The Lord's Prayer is strange and confusing when you think about it. It's deceptively short, uses a lot of words that we wouldn't in normal cocnversation and is actually a biblical quote from Jesus to his disciples. The part that really gets me, though, is "lead us not into temptation." We often think of not eating too much dessert or lying or stealing when we think of temptation--but that's not really what Jesus was trying to convey to his disciples.
First, the actual biblical quote is "save us from the time of trial." These times of trial are more about hard situations where we make life-changing decisions. So praying for God to lead us not into temptation sounds like we should try and avoid those situations; but so often it IS the Gospel that leads us into those situations of adversity, where we insist on justice, where we share compassion, where we demand equality. We can't be praying for God to lead us away from these things, because if so, my prayers have not been heeded. This is a prayer of necessity. Jesus knows those who follow will find themselves in times of trials. But in our moments, may we pray to God to lead us. There. In those moments. Lead us. Because we will be there and the only way we're getting through is to know that we aren't alone.
That's not just what we pray about, that's also when we pray. In moments of crises and loss, we pray. In those moments, there is no time or energy for loquaciousness or piousness. This prayer is so direct and active. It's just ‘give us, forgive us, lead us, deliver us. This is an active prayer for an active journey of active people responding to an active God. Will Willimon and Stanley Hauerwas say this about the Lord's Prayer, "This prayer doesn't "prove" anything to be true-other than it is useful enough to be used by almost every Christian community on a regular basis since Jesus taught his disciples to pray it. Our journey is dangerous. All Christian journeys are towards the cross-so we must be instinctively heading towards a time of trial."
We may agree that there is challenge, but many of us pray this prayer weekly, with out thinking too much about these familiar words. How do we keep this prayer vibrant, challenging? How does it actually jar us from our lives?
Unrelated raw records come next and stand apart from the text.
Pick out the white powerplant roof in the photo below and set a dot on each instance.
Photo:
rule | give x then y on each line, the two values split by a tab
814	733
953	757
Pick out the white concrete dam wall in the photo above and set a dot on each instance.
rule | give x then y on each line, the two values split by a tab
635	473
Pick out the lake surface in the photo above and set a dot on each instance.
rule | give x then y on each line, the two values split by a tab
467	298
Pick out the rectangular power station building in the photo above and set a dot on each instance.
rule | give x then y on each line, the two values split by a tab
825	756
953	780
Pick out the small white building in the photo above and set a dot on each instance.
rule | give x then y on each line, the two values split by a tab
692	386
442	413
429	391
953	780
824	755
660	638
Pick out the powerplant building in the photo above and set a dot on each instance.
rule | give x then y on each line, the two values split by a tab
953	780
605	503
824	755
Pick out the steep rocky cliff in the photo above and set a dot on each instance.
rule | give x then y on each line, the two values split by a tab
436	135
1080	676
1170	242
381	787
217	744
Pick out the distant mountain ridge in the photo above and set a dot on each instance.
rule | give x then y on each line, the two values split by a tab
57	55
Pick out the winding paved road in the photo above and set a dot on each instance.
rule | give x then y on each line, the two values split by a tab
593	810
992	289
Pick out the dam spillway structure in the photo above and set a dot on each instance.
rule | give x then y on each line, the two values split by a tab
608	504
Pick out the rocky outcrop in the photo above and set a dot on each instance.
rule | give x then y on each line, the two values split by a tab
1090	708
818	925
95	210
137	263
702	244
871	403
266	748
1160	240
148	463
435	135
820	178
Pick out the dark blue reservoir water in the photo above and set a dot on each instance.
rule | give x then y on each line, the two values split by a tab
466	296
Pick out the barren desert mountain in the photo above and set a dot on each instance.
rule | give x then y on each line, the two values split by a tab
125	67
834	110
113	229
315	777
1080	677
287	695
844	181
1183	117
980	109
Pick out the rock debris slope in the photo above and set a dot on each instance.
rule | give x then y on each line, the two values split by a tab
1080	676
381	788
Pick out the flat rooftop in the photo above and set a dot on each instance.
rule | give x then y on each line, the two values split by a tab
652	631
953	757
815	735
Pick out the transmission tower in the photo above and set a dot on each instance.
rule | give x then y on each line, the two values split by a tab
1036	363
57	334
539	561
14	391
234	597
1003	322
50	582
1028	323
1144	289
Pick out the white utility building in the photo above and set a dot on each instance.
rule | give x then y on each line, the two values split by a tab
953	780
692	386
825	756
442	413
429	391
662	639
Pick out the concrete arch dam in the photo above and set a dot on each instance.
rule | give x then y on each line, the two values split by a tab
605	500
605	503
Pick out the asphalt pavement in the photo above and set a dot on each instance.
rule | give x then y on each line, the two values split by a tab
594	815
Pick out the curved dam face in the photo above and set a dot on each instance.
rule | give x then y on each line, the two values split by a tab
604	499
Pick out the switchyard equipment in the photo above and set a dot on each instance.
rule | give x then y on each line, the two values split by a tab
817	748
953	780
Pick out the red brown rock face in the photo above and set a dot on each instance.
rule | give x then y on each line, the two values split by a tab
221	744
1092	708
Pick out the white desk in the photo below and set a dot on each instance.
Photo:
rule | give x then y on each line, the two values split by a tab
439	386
Maybe we are freed from being aware of the deep theological assertions going on in this prayer, and still be changed by it. Maybe this is why it is the one prayer that has withstood thousands of years of repetition and that even lapsed Christians remember. Because this prayer does not require of us that we become anything we are not already. It is a deeply human kind of prayer. It is a prayer for creatures in need. If we can name our need to receive, to be forgiven, to be led and delivered and if we can trust that it is God who does these things, then maybe we're beginning to pray as Jesus taught us.